L’urgence d’une réponse collective
La communauté internationale dispose pourtant d’instruments pour réagir. Mais leur efficacité dépend de leur application coordonnée et déterminée.
L’enjeu dépasse le seul cas burundais : il s’agit de défendre le principe selon lequel certaines lignes rouges ne peuvent être franchies sans conséquences. L’élimination totale de l’opposition parlementaire dans un système prétendument démocratique constitue l’une de ces lignes.
En Afrique de l’Est, l’autoritarisme progresse sous diverses formes - répression sélective, manipulation électorale, restriction des libertés.
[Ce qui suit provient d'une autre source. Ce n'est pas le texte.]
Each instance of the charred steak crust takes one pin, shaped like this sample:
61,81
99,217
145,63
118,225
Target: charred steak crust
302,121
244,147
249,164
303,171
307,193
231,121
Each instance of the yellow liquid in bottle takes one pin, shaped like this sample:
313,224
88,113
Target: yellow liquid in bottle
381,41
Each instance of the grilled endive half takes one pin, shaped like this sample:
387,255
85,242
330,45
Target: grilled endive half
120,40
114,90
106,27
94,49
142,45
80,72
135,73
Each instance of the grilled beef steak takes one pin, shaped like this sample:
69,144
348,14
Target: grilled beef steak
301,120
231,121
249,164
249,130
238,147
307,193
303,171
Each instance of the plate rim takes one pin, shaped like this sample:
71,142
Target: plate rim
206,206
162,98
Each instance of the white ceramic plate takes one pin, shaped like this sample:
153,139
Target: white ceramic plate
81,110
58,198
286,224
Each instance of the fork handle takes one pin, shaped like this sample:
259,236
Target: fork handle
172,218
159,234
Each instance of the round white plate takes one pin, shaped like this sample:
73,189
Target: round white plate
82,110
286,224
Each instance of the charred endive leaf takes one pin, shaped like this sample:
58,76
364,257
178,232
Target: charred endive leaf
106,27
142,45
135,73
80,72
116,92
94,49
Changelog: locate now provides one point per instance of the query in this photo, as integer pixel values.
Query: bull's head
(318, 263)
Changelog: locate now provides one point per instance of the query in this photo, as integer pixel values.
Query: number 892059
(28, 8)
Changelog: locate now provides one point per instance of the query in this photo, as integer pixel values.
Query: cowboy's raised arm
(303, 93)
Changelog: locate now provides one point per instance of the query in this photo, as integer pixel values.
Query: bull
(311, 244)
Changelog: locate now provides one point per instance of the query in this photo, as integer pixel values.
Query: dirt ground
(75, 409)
Mais nulle part ailleurs il ne s’exprime avec autant de radicalite qu’au Burundi.
En éteignant les dernières lueurs du pluralisme parlementaire, le régime du CNDD-FDD prend le risque de replonger le pays dans une spirale d’exclusion et d’instabilité. L’ironie de l’histoire est saisissante : ce parti, né de la lutte armée contre l’exclusion et le monopartisme de l’UPRONA, reproduit aujourd’hui les mêmes travers qu’il avait combattus les armes à la main…


Analyse froide certes mais moi mon cœur ne bat que pour les médias qui essaient encore de faire correctement leur travail d'informer. Je m'inquiète parce qu'ils vont se retrouver très exposés, au devant de la scène si pas dans une sorte d'arène pour réclamer à accomplir leur mission selon les règles de l'art. Il y a désormais une épée de Damoclès suspendue au-dessus de leur tête, du moins ceux qui s'efforcent à rester débout. Je ne me fais pas d'illusion, il y a toujours eu cette épée
Intéressant, Antoine, mais je ne suis pas complètement d'accord. Le Rwanda l'a franchie depuis plusieurs années - oui, le parti vert démocrate est un parti qui a dans le passé osé contredire le FPR, mais elle n'est qu'au parlement depuis 2018. Avant cela, il n'y avait que des partis qui s'alliaient complètement au FPR, sans la contredire, comme le PL et PSD.